Jep Gambardella (Toni Servillo) es el protagonista. Un escritor caído en desgracia buscando la inspiración para su próxima novela, buscando esa grande belleza del mundo, solo para descubrir, finalmente y luego de un largo derrotero inútil, que el universo alberga grandes bellezas en igual medida que grandes dolores, y que eso es, en definitiva, la vida.
Y, para saciar su inútil búsqueda, vaga por Roma, por la Roma no de los turistas sino de los romanos de clase alta, una fauna un tanto particular.
En una suerte de reversión de La Dolce Vita, Paolo Sorrentino traslada la vacuidad del milagro italiano de finales de los ‘50 e inicios de los ‘60 a la actualidad, como una reescritura del malestar cultural italiano, como si el monstruo del pasado volviera para demostrar que todavía se baila sobre los mismos muertos, las mismas tradiciones.
En su recorrida, el protagonista se dedica a observar, con ojo crítico y con el desdén propio de los intelectuales. Nunca sabemos bien qué busca: si una fuente de inspiración para su novela, si su propia felicidad, si una pareja (hay una stripper que hace las veces de una compañera de fiestas y de funerales, con todo el protocolo de ambas), o si su reconciliación con un pasado que le dio al gran amor de su vida pero se lo quitó casi sin que se diera cuenta.
Y sigue observando, a su círculo, a su gente y a su mundo. Ni falta hace describir los paralelos entre esta película y la sobrevalorada obra de Fellini y sus personajes. Así como aquella tenía su fauna, aquí abunda la sucesión de estereotipos, pero, vistos con 50 años de distancia, la reescritura felliniana los hace aún más patéticos:
La rubia regordeta cornuda (de un esposo que la engaña con travestis), que usa vestidos Versace, esos que realzan sus rollos, que toma champagne compulsivamente y observa el mundo con los ojos saltones y la cara rechoncha que, más que exultar vitalidad, busca a gritos algún tipo de salvación que jamás llega.
La flaca, la alta y elegante, que se construyó una vida de fantasía porque la real era demasiado dura como para tolerarla, casada con un gay todavía en el clóset, cuyos hijos la odian, y que se siente conforme con su conciencia llana por haber militado de joven y por hacer beneficencia ahora en su mediana edad.
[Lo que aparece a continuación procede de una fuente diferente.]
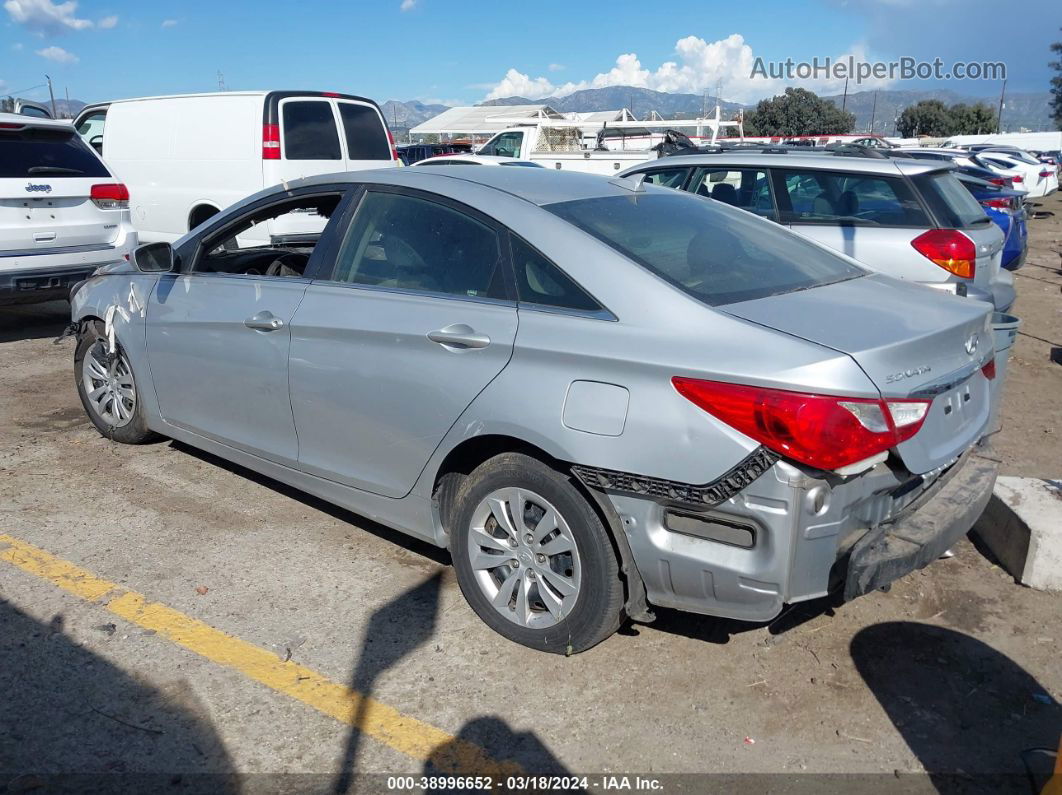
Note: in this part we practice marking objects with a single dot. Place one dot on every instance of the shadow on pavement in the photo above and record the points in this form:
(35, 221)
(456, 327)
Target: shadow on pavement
(970, 714)
(394, 632)
(33, 321)
(71, 721)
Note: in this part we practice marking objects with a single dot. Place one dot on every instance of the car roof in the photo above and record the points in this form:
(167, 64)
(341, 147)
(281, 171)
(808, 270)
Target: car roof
(799, 159)
(35, 121)
(537, 186)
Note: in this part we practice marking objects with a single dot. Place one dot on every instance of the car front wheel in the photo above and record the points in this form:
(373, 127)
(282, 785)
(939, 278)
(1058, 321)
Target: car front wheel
(533, 558)
(107, 389)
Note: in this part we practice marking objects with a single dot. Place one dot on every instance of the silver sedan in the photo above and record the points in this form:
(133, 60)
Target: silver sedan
(602, 397)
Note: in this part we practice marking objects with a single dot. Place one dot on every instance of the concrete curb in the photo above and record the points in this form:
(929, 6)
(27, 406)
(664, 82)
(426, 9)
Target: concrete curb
(1022, 525)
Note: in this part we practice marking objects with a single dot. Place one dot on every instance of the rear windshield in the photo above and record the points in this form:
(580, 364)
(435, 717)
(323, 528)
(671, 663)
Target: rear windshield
(365, 137)
(716, 254)
(949, 202)
(37, 153)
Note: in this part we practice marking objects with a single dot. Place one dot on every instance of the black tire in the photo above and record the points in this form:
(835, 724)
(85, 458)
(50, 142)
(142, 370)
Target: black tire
(597, 611)
(135, 431)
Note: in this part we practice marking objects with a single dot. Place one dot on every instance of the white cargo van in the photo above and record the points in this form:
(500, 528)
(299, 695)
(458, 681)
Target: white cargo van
(187, 157)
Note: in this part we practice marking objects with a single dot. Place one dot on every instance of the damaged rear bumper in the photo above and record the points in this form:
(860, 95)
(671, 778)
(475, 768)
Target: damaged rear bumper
(924, 532)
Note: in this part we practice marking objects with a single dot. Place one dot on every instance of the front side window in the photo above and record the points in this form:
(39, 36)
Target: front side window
(309, 131)
(366, 139)
(542, 282)
(504, 144)
(276, 240)
(822, 196)
(708, 251)
(749, 189)
(410, 243)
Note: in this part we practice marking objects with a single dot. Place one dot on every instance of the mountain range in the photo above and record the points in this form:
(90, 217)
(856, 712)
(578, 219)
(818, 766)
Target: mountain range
(1029, 110)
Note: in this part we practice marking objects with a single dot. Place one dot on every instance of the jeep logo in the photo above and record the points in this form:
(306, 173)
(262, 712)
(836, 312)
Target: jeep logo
(892, 378)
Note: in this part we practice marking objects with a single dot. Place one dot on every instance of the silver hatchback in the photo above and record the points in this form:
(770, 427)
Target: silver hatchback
(600, 396)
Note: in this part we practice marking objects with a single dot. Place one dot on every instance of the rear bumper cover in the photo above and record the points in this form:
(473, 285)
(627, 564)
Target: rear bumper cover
(922, 535)
(35, 284)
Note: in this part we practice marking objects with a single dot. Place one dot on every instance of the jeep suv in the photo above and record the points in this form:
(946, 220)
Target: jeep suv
(908, 219)
(62, 213)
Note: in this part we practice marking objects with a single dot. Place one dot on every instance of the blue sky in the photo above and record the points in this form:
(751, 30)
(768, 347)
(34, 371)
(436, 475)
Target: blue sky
(461, 52)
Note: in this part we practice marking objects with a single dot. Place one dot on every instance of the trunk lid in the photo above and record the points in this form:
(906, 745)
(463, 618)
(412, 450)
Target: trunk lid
(911, 342)
(46, 178)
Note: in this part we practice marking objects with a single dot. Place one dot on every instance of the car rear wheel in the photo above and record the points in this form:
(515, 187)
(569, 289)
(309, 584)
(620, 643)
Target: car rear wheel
(533, 558)
(107, 389)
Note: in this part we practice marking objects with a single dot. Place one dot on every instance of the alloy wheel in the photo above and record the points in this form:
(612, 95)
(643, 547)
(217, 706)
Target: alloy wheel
(525, 557)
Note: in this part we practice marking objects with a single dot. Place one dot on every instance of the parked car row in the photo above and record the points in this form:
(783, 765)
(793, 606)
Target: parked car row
(716, 382)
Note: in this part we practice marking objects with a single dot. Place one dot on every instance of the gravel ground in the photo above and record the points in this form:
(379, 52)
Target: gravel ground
(955, 671)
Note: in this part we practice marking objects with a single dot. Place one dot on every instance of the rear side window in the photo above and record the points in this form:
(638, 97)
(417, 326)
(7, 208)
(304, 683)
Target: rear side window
(707, 249)
(309, 132)
(410, 243)
(749, 189)
(949, 202)
(667, 177)
(540, 281)
(365, 137)
(52, 154)
(838, 197)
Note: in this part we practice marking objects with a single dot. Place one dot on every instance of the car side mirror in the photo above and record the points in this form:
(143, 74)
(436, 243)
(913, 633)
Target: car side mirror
(154, 258)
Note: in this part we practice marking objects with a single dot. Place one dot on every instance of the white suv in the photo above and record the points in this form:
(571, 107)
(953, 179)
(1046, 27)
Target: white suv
(62, 213)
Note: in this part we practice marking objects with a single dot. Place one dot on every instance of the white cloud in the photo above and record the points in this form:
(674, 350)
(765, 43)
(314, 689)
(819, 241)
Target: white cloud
(701, 66)
(44, 16)
(57, 54)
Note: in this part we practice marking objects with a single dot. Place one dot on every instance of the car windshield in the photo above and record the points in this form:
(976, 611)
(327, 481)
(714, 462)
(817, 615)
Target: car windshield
(716, 254)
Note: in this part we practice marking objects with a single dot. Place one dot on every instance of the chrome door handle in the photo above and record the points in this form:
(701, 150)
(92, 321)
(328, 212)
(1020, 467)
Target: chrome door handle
(263, 322)
(459, 335)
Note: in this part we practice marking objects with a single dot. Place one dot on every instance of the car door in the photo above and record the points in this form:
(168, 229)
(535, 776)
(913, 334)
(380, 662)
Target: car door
(387, 351)
(219, 331)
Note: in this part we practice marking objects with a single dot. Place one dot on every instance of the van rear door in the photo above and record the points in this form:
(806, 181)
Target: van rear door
(365, 137)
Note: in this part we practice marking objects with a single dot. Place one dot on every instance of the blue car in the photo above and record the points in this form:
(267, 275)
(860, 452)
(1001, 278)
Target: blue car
(1006, 207)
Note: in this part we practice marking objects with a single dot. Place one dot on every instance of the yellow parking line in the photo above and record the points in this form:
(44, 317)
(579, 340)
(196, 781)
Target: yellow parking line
(403, 732)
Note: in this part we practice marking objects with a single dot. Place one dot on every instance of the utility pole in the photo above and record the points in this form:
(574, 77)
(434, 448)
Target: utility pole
(1001, 106)
(54, 114)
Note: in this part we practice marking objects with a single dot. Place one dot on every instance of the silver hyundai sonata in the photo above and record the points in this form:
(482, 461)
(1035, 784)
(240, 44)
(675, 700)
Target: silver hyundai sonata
(600, 396)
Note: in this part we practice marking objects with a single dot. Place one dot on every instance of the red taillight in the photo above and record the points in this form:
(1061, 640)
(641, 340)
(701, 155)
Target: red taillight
(949, 248)
(112, 196)
(822, 431)
(271, 141)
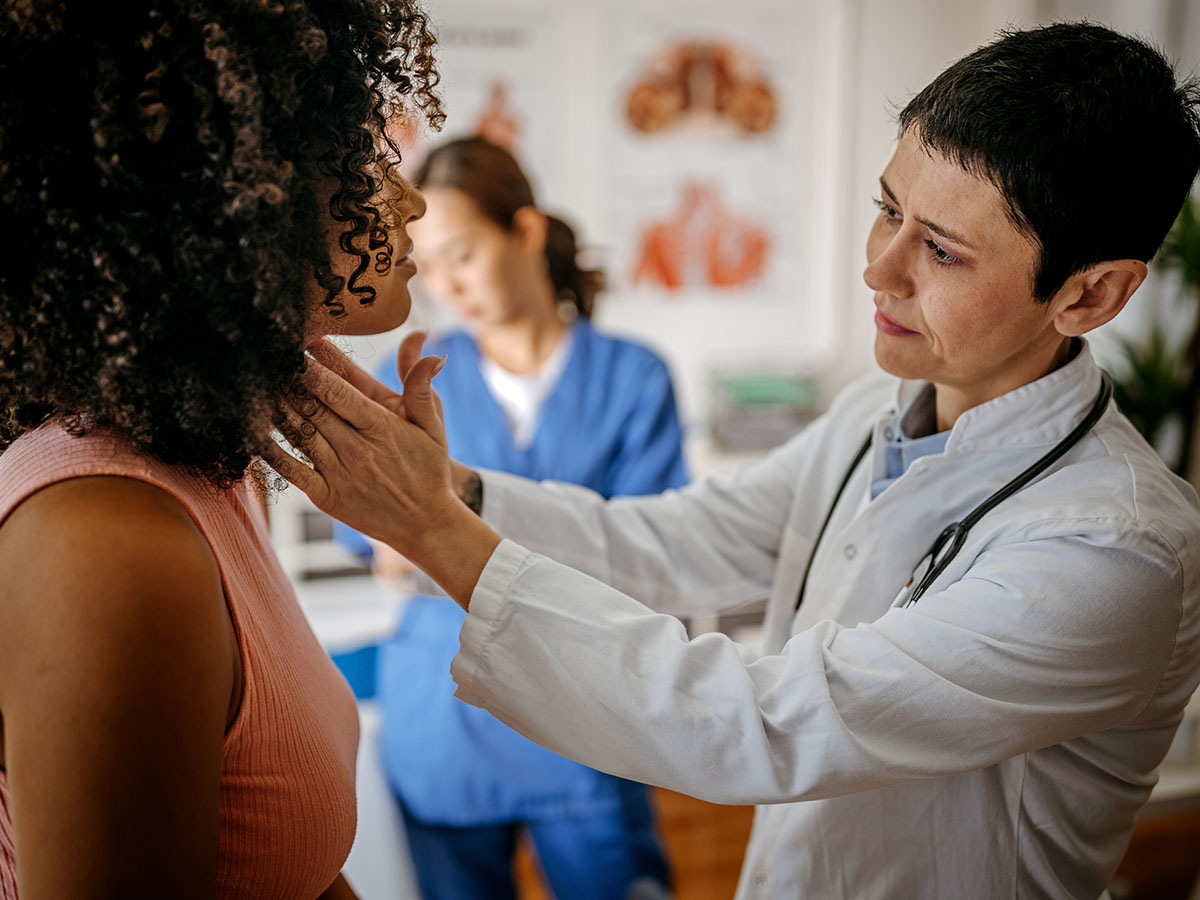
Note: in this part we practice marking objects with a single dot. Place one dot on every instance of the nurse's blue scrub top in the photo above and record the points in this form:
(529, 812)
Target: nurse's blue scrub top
(610, 424)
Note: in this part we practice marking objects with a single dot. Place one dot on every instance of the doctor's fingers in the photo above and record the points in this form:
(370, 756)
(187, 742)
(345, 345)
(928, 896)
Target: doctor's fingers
(301, 432)
(408, 353)
(421, 405)
(343, 403)
(328, 355)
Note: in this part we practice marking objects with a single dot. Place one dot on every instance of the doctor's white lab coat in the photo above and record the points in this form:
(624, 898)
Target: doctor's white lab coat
(993, 741)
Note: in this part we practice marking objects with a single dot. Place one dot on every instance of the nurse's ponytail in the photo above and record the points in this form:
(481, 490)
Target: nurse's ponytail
(495, 181)
(573, 282)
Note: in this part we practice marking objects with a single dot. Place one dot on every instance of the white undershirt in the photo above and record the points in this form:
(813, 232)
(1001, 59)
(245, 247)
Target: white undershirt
(522, 396)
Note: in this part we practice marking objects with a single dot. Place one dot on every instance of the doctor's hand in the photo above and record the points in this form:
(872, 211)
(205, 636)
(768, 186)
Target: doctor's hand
(379, 463)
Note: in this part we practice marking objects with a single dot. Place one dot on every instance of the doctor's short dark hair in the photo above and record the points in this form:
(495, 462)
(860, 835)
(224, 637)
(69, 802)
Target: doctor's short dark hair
(1087, 133)
(169, 175)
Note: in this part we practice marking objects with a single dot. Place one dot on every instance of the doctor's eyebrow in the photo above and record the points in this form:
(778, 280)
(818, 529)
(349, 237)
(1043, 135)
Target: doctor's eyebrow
(941, 231)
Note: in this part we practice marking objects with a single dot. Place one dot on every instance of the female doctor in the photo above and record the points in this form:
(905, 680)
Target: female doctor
(534, 390)
(991, 739)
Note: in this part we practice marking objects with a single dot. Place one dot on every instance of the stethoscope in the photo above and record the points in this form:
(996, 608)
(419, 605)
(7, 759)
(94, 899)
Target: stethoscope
(954, 535)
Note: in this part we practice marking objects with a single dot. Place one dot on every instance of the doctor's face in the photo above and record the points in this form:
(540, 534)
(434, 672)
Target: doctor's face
(953, 282)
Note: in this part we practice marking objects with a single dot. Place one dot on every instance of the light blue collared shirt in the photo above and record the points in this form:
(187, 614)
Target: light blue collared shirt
(901, 450)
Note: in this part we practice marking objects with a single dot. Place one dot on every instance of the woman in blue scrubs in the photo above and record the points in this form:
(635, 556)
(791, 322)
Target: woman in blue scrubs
(529, 388)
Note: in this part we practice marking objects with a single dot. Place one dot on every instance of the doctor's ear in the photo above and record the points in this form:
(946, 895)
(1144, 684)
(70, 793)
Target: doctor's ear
(529, 231)
(1092, 297)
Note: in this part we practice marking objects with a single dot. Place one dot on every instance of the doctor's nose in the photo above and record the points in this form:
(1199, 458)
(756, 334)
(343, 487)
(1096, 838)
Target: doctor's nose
(888, 268)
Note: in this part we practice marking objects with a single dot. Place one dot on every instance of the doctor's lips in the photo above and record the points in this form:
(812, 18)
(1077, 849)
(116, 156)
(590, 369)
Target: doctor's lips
(888, 325)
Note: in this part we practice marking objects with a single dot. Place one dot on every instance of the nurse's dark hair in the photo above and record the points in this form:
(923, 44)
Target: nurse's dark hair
(1089, 135)
(169, 173)
(493, 180)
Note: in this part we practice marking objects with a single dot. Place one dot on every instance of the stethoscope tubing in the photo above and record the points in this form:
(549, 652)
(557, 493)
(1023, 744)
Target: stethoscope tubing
(948, 544)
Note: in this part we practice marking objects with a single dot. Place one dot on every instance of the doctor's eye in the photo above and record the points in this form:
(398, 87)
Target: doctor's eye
(887, 209)
(940, 256)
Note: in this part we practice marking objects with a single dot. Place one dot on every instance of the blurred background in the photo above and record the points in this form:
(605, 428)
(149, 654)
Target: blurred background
(719, 161)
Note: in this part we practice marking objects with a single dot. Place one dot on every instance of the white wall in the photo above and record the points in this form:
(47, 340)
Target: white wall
(868, 58)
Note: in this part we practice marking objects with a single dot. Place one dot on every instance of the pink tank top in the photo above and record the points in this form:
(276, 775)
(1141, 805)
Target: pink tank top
(287, 771)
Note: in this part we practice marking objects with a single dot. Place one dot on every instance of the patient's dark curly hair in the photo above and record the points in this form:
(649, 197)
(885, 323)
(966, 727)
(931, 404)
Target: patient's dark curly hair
(168, 172)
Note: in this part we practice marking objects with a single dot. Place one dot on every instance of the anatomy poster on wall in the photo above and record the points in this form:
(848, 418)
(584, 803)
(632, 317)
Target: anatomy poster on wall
(495, 65)
(711, 150)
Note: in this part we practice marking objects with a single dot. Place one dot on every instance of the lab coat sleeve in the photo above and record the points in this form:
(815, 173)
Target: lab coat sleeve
(1051, 636)
(709, 546)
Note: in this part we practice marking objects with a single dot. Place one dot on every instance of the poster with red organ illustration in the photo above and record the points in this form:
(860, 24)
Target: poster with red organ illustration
(712, 150)
(496, 65)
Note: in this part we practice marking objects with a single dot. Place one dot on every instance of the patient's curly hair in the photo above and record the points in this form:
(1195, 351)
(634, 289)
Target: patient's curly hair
(168, 171)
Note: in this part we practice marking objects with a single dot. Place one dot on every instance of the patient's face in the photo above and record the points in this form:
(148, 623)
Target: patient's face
(389, 271)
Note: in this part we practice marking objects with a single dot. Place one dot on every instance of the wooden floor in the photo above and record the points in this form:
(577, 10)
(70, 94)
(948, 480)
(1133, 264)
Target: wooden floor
(706, 843)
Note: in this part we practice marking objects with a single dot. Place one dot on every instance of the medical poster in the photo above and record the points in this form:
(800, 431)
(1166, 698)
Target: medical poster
(496, 82)
(709, 144)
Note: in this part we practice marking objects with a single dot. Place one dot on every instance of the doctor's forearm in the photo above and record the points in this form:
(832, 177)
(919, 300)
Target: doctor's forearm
(454, 550)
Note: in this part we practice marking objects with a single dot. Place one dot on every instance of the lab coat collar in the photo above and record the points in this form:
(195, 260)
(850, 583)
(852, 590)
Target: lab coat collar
(1036, 414)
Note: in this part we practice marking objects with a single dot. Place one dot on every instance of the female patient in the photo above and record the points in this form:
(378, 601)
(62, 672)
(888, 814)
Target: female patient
(190, 195)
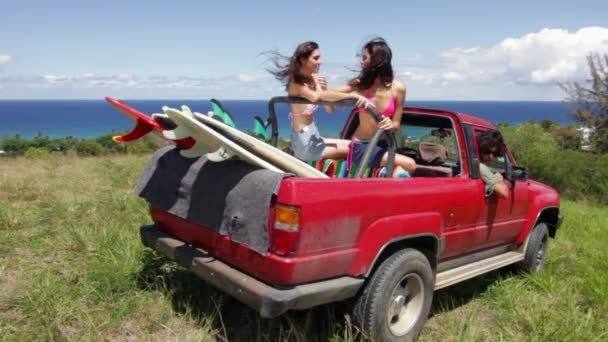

El eterno frustrado actor del under que quiere, inútilmente, cogerse a la modelo frígida, a quien lleva a cuanta fiesta se le presenta aunque más no sea para exhibirla cual pintura abstracta y poco atractiva.
La madre con el hijo loco, el que cita a Proust y se alberga en la inminente llegada del fin del mundo para perpetrar su propio fin, el incomprendido, el hijo de padres ricos que jamás tuvo un instante fecundo, un mínimo propósito en donde canalizar las emociones encontradas de su propia condición.
La nena, manipulada por los padres imberbes que solo sueñan con tener una hija artista y la obligan a ejecutar su performance en la fiesta que montan, para admiración incrédula de todos los presentes.
La enana editora de la revista de Jep que se ganó su lugar en el mundo de manera justa, la única a quien él parece admirar sinceramente.
Quizás el problema llega cuando las preguntas se verbalizan. Jep observa y busca. Pero no encuentra. Y pregunta. Se encuentra con un sacerdote, empeñado menos en la doctrina religiosa que en enseñar recetas de cocina, y le pregunta acerca de la belleza y del significado de la vida, pero no obtiene respuestas. Como tampoco las obtiene de una santa de 105 años, que solo come hierbas, duerme en el piso y susurra, con el último aliento que le queda de vida, que “la pobreza no se cuenta, se vive”.
Como en la visible influencia felliniana, no hay hilo narrativo que teja una historia, sino cuestionamientos de índole filosófico y existencial que, por supuesto, jamás se responden.
Y las personas que el protagonista se cruza en su camino funcionan como un islote, como un desfiladero de esa fauna que, cansada de tenerlo todo, permanece eternamente insatisfecha.
Si la película tomara una postura más cínica al respecto, si se riera un poco de eso que muestra, tal vez funcionaría como una eficaz crítica social a la aristocracia europea, sus costumbres, sus excesos y sus sinsentidos.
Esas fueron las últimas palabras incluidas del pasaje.